Last week the Evangelical Alliance criticised UK immigration officials for their ‘ludicrous’ treatment of foreigners seeking asylum here on the grounds that their Christian faith put them in danger. You may remember the recent case of a woman who was going to be sent back to Iran where there was a chance she would be stoned. She, and many others like her, have been judged to be unconvincing in their Christianity. Their asylum applications rejected because they were clearly not real Christians and thus not in danger and not eligible for our protection.

Why? Because (in one case) they did not know that the period before Christmas is called Advent. Other probing Scriptural/theological questions were: ‘How do you cook a turkey at Christmas?’; ‘Identify the forbidden fruit eaten by Adam and Eve in the Garden of Eden’ and ‘What does the Christmas tree symbolize?’ I trust I am not being too elitist when I assume that most of us know that none of those questions can be answered from the Bible. To be fair, some questions were less dependent on Scripture-knowledge. ‘What will happen around the world in the second coming?’ was the simple question asked of one asylum-seeker. (Answers on a postcard, please. Pre-millennialists need not apply.)
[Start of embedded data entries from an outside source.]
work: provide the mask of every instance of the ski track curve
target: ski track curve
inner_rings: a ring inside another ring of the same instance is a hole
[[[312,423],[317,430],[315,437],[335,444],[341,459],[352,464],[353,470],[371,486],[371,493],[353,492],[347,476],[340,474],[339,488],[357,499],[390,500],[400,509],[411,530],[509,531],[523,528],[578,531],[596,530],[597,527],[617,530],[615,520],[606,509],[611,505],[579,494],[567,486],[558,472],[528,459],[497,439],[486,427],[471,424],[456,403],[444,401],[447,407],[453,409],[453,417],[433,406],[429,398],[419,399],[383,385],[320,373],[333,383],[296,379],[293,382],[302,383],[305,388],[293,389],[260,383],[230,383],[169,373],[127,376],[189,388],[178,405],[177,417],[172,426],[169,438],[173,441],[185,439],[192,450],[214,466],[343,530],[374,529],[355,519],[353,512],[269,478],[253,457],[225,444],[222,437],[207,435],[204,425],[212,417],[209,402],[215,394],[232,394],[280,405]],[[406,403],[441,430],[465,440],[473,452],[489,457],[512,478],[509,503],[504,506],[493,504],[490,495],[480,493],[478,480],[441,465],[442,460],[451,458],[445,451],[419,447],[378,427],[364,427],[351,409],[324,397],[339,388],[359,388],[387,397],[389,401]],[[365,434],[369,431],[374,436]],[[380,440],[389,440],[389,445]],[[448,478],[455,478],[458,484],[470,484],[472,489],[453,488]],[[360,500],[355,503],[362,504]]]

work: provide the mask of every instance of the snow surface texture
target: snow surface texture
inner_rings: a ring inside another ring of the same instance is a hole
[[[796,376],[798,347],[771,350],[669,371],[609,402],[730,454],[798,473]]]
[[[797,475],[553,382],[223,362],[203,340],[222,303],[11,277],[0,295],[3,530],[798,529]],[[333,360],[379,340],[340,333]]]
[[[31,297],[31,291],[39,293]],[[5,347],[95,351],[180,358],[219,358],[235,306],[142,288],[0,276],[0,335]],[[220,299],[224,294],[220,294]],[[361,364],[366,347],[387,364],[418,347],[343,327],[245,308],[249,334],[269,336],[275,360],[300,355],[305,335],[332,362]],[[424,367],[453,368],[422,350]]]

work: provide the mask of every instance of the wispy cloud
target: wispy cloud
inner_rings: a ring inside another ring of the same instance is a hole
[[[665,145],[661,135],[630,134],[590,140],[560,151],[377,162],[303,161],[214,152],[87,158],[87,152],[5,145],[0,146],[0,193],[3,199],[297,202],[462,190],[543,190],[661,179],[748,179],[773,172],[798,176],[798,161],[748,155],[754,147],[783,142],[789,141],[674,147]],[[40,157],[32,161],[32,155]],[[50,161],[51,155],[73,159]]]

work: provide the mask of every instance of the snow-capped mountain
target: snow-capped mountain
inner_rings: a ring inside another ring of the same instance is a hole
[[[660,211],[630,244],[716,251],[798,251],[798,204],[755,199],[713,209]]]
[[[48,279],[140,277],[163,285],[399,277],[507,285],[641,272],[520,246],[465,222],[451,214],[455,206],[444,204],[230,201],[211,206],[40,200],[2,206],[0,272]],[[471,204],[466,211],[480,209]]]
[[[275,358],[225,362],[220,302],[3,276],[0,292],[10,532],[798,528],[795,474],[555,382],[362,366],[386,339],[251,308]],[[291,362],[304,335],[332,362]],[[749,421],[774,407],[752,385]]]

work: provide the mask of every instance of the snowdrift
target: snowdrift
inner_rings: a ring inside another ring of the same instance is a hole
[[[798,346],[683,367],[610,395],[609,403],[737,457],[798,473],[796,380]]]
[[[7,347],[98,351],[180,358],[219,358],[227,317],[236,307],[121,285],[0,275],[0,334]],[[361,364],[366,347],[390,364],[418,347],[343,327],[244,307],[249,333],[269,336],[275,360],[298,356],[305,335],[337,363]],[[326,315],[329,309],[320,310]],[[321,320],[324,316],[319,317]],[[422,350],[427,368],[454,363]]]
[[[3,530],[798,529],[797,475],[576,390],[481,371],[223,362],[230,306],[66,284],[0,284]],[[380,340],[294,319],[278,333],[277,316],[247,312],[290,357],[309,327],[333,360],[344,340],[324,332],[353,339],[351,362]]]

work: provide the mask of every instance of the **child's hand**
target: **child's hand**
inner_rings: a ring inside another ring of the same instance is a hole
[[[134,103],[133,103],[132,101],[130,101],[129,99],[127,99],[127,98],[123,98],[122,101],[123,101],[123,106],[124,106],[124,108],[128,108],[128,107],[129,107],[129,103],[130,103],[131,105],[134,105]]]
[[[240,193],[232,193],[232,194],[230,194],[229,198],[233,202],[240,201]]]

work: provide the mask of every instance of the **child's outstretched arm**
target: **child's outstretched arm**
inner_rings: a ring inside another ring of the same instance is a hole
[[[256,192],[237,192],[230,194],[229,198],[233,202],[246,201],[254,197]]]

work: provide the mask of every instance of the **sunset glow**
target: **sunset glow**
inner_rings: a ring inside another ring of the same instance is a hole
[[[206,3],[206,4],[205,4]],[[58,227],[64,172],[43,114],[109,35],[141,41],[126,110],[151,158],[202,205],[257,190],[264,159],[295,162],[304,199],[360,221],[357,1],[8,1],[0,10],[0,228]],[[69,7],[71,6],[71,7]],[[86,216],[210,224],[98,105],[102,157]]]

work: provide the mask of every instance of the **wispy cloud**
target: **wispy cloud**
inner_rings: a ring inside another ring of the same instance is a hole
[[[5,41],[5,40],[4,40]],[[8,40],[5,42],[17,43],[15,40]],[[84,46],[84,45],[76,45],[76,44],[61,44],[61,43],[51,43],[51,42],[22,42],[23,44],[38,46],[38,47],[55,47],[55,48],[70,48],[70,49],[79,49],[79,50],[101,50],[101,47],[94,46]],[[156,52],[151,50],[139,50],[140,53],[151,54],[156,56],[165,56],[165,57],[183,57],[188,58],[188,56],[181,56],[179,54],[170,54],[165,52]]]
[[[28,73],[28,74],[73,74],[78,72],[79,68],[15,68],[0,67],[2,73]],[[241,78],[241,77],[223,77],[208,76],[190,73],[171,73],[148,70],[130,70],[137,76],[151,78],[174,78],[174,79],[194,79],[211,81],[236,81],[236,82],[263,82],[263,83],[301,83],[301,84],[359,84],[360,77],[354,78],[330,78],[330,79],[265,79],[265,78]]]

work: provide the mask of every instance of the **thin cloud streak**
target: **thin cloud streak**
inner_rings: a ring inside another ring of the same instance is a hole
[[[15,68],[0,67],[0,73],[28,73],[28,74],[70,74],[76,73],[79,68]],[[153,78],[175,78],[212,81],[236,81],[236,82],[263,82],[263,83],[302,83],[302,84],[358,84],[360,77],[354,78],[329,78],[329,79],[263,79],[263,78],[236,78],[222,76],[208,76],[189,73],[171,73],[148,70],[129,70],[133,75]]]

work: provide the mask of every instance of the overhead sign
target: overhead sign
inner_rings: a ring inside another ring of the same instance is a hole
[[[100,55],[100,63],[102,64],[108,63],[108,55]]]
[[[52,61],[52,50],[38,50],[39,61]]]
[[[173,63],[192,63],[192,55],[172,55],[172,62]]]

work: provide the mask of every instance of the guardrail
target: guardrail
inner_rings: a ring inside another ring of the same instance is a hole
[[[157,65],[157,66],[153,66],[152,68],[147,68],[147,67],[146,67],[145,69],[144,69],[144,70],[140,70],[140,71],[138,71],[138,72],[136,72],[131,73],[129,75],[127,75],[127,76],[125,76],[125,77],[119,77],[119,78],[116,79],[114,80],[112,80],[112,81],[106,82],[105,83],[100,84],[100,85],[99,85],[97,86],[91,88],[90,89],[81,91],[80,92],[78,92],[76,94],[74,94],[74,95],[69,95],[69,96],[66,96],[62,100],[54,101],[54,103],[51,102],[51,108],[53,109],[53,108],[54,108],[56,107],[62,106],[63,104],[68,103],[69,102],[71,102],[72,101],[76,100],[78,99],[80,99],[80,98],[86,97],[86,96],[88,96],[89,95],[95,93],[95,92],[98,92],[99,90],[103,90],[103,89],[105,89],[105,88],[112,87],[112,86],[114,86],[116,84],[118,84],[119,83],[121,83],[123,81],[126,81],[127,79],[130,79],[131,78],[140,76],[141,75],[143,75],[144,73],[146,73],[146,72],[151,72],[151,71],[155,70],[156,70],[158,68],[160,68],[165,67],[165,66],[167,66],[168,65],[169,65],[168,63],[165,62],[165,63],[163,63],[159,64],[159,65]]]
Of course, what these immigration officials are talking about is pseudo-Christian British culture, not our faith. And ultimately it is we, not secular society, who are to blame for their lack of understanding. The EA is quite rightly trying to make amends for how we have ultimately failed our brothers and sisters abroad who foolishly see this as a Christian country. And last week public opinion seemed to be with them. Radio 2 phone-ins featured several people speaking out on behalf of one Iranian woman, making passionate pleas for her to be allowed to stay. Of course, one can’t help but notice that public opinion does not generally seem to be on the side of run-of-the-mill asylum-seekers. You know, the ones just facing plain old vanilla torture or death, not related to their faith. They, according to some of our most popular newspapers, are nothing but a terror-assisting, crime-causing, benefit-thieving drain on our resources. Maybe if we pretend they’re all as Christian as our asylum adjudicators, we could care about the lot of them?